Bright House Networks, the sixth largest owner and operator of cable systems in the U.S., has sent a letter to customers warning that they may have been exposed after servers used to process Video on Demand (VOD) were breached.
The letter, dated September 2011, says that Bright House recently became aware that the servers processing VOD orders were breached.
[Full Disclosure: The letter from Bright House was addressed to me. I am a Bright House customer here in Indianapolis, with VoIP, Cable, and Internet services. -Steve]
“Recently, we were made aware that an unauthorized source gained access to our servers and, as a result, historical customer data back to June 22, 2011 was exposed,” the letter states.
“There has been no indication that such customer VOD data was actually access or retrieved or improperly used. However, we do want you to be aware that the possibility exists that suggest that some limited VOD data was exposed to an unauthorized source.”
The notice to customers is light on details surrounding the breach itself. Likewise, no information regarding the security incident was immediately available on brighthouse.com. What is known is that customer names, addresses, phone numbers, and Bright House Network account numbers were exposed.

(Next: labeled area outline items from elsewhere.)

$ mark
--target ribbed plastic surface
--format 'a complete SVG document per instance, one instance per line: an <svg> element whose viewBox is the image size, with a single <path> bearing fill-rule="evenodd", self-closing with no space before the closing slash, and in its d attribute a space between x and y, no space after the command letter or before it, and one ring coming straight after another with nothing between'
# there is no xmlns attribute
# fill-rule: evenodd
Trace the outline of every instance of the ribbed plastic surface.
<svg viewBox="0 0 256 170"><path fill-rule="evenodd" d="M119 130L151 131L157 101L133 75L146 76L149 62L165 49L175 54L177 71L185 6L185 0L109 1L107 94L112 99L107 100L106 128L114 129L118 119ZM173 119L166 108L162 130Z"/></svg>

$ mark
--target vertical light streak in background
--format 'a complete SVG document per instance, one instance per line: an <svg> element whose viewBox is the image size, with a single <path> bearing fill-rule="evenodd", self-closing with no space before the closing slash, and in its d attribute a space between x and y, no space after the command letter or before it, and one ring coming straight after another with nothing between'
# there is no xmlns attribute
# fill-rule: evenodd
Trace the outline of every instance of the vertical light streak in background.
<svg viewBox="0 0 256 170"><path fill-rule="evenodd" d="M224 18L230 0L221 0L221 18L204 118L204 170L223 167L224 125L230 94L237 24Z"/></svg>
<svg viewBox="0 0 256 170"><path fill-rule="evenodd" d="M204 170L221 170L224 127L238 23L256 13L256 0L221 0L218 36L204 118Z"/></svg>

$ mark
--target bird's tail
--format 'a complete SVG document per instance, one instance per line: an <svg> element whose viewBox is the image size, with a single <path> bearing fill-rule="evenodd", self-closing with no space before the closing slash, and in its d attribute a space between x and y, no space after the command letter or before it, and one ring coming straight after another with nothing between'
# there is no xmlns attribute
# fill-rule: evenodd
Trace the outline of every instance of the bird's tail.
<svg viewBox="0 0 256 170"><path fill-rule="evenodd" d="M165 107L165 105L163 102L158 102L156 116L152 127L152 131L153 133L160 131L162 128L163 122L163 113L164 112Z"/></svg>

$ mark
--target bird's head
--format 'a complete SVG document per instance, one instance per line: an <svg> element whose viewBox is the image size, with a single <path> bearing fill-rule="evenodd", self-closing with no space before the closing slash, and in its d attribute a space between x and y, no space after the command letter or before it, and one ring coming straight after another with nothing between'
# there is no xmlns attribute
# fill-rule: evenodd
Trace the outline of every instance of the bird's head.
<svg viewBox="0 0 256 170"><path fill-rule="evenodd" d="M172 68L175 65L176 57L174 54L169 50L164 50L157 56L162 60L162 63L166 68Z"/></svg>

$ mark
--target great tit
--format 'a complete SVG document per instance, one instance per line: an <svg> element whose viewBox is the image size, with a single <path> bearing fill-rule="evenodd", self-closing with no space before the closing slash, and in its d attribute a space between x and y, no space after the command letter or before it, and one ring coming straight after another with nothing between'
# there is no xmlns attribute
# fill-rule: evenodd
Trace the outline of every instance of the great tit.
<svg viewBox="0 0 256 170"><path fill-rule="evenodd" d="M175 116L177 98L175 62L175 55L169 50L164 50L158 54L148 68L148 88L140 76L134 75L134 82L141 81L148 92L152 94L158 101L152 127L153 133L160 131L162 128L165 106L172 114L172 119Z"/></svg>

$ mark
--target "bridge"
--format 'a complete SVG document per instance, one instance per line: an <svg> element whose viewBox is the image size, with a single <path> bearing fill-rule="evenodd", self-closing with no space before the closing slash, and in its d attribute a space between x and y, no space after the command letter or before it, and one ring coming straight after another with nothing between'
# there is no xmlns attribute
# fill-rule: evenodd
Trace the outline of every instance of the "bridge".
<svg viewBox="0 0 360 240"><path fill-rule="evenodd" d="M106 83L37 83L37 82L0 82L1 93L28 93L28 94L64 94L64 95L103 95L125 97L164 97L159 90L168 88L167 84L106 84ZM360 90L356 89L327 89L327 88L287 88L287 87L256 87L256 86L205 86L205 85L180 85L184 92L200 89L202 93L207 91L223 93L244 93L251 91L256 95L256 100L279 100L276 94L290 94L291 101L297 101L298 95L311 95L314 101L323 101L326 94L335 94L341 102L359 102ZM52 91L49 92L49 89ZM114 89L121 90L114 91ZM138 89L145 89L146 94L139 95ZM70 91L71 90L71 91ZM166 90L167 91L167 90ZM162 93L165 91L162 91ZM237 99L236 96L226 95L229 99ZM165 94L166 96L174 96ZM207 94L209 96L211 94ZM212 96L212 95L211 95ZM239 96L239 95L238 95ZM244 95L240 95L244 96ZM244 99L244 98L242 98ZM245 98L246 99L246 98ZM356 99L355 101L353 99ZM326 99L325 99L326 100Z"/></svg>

Sensitive data, including credit card details, passwords, or SSNs, were not exposed.
“As soon as we discovered this incident, immediate steps were taken to secure the system and to prevent this kind of incident from happening again. Moreover, in response to incidents like this one and the increasing number of Internet-enabled attacks on companies in general, we regularly review our security practices and modify our systems to safeguard your information,” the letter concluded, adding an apology for any concern the incident may cause.
The letter also noted that customers should watch their accounts and report suspicious or unauthorized activities to the company. We’ve reached out to Bright House for more information. It is unknown if this breach impacts customers outside of Indianapolis. If it does, then customers in California, Alabama, Florida, as well as Michigan, should also expect letters.
A customer support representative, who was not fully informed of the security incident, commented that he was told the breach was narrowed down to Indianapolis customers only, but could not confirm this. What he was told was that Bright House was unsure if the attackers walked off with the data available on the server, and they were not sure how long the attackers had access to the system.
We’ll update with more information as we get it.